In short, when we say that software is going to eat the world, this software is also gradually evolved from the software of the 1950s and 1960s, but with the cloud, platform, ecology and other business formats, along with the digitalization of thousands of industries With the tide, the software has become very different again. When software such as a "craft" and intelligent manufacturing are combined with each other, it is necessary to treat and manage complex systems from the perspective of organization, collaboration, talent, skills, open source ecology, etc., any single skill, knowledge and experience In the face of software improvement, they seem to have a strong sense of "powerlessness".
At this point, in fact, there are some contradictory points in the article, or if the reader wants to provoke or raise the bar, there are too many such materials in the article, such as factories, manufacturing, scale, creation and other seemingly contradictory concepts.

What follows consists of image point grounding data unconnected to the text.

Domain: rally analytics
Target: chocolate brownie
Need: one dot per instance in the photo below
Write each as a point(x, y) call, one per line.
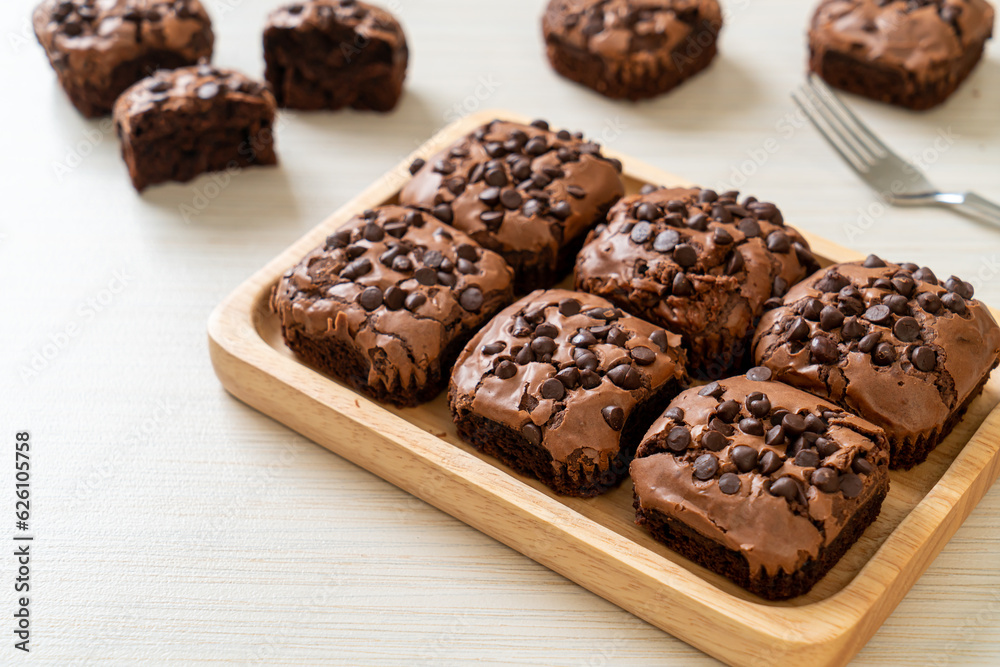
point(887, 341)
point(562, 385)
point(332, 54)
point(911, 53)
point(631, 49)
point(760, 482)
point(386, 304)
point(524, 191)
point(98, 49)
point(179, 123)
point(699, 264)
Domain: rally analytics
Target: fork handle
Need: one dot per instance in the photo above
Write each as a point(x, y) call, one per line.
point(972, 205)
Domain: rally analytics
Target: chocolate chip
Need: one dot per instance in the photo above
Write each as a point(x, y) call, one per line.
point(785, 487)
point(798, 329)
point(906, 329)
point(823, 350)
point(532, 433)
point(873, 262)
point(878, 314)
point(793, 424)
point(626, 377)
point(553, 389)
point(506, 370)
point(851, 485)
point(681, 286)
point(678, 439)
point(415, 300)
point(955, 303)
point(830, 318)
point(807, 458)
point(642, 355)
point(714, 440)
point(930, 302)
point(729, 483)
point(356, 269)
point(744, 457)
point(826, 446)
point(394, 298)
point(769, 462)
point(471, 299)
point(924, 358)
point(705, 467)
point(685, 255)
point(825, 479)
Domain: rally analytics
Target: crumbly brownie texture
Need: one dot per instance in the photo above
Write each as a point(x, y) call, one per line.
point(760, 482)
point(889, 342)
point(524, 191)
point(562, 385)
point(332, 54)
point(98, 49)
point(631, 48)
point(180, 123)
point(387, 303)
point(911, 53)
point(699, 264)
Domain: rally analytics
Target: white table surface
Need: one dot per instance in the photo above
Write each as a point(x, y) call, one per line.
point(175, 524)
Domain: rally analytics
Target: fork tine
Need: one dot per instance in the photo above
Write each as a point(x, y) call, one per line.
point(834, 137)
point(851, 121)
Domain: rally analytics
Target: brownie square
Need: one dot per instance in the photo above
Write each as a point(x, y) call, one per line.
point(887, 341)
point(98, 49)
point(561, 386)
point(180, 123)
point(912, 54)
point(524, 191)
point(760, 482)
point(386, 304)
point(697, 263)
point(631, 49)
point(331, 54)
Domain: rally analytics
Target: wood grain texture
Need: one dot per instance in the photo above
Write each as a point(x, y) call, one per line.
point(177, 525)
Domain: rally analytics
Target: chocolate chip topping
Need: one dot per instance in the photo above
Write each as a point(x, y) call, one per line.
point(696, 262)
point(884, 358)
point(775, 498)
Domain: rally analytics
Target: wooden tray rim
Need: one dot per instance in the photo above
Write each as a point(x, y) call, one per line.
point(828, 631)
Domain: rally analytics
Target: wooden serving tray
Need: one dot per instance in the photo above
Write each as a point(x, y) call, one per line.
point(595, 542)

Fortunately, the writer Fitzgerald said that "the one who can have two diametrically opposed concepts and can do things normally is a person with first-rate wisdom." The true maturity is not how much you understand, but the understanding of more small contradictions; if everyone’s growth is destined to have a price, then the maturity and improvement of software engineering and software technology also requires a huge amount of effort. In terms of cost, what I hope most is that after experiencing all the costs, we can exchange for a true sense of maturity.